Bangalore's Van Gogh

He was an artist, freedom fighter, legislator, newspaper editor and he was posthumously conferred the Distinguished Citizen of Bangalore.
Yet, he remains an obscure figure known largely in the field of painting. He was among the first few who loved painting the many trees, flowering plants and the beautiful parks of Bangalore. He loved Cubbon Park and Lalbagh and he immortalized them in colours.   
He excelled in painting landscapes and he had a distinct and unique style of his own so much so that he was often labelled as the Van Gogh of Bangalore.
Though he remembered for his contribution to painting, he took to it only after he was 53. Till then, he was a freedom fighter and politician rolled into one and he actively participated in the Vidhurashwatha Sathyagraha in Gauribidanur taluk where several farmers were killed by the British.
For two decades till his death in a road accident in 1988, he was a familiar figure on the tree lined avenues of Bangalore and its gardens and fountains, who carried his own folding stool, easel and art materials. He set them up wherever his eye caught the fancy and he got the urge to capture it on paint.
Born more than a hundred years ago in Dodaballapur, this man was none other than Rumale Chennabasaviah. He was a man of several vocations and he started out as a freedom fighter. Born in 1910, he was a freedom fighter till 1947 and then till 1963, a politician. He took to painting only in 1963and today he is more remembered for his landscapes of Bangalore than for anything else.
Many of his paintings are in water colours though he was adept at using oil paint.  

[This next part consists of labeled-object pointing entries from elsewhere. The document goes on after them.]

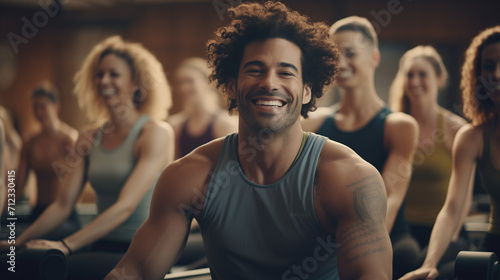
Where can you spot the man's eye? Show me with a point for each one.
(349, 54)
(253, 71)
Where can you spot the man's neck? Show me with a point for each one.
(266, 157)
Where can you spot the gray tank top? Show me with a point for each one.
(271, 231)
(108, 171)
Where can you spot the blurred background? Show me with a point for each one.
(48, 40)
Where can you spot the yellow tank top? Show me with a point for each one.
(427, 190)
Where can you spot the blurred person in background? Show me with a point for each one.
(123, 89)
(476, 145)
(202, 118)
(414, 91)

It was his elder brother who noticed his talent for art and enrolled him in Kala Mandir, in 1929-30. He then decided to study art at the Chamarajendra Technical Institute (CTI),  but he gave up after he met Mahatma Gandhi in 1934. Strangely, he exhibited 18 water colours at the Dasara Exhibition in Mysore in 1935 before abandoning the profession to jump into the freedom movement..
He participated in the Vidhuraswatha protest near Gauribidanur where ten people were killed in the firing. He spent several months in jail between 1939 and 1940.
It was only after 1947 that he decided to concentrate on his art but it was not until several years later that he again took up painting. Meanwhile, he took over as Editor of Tainadu, a Kannada newspaper, from 1956 to 1960.
In 1960, he went on to found the Chitrakala Parishat and from 1962, he began taking painting seriously.
He soon became famous as Rumale and today the Rumale Art House in 3rd Block, 45th Cross, Rajajinagar has a collection of one hundred of his paintings. He loved Cubbon Park and Lalbagh and frequently painted tress and flowers from these two gardens.  

On February 1988 morning, Rumale died in Bangalore when the autorickshaw he was travelling was hit by a factory bus just adjacent to Lalbagh.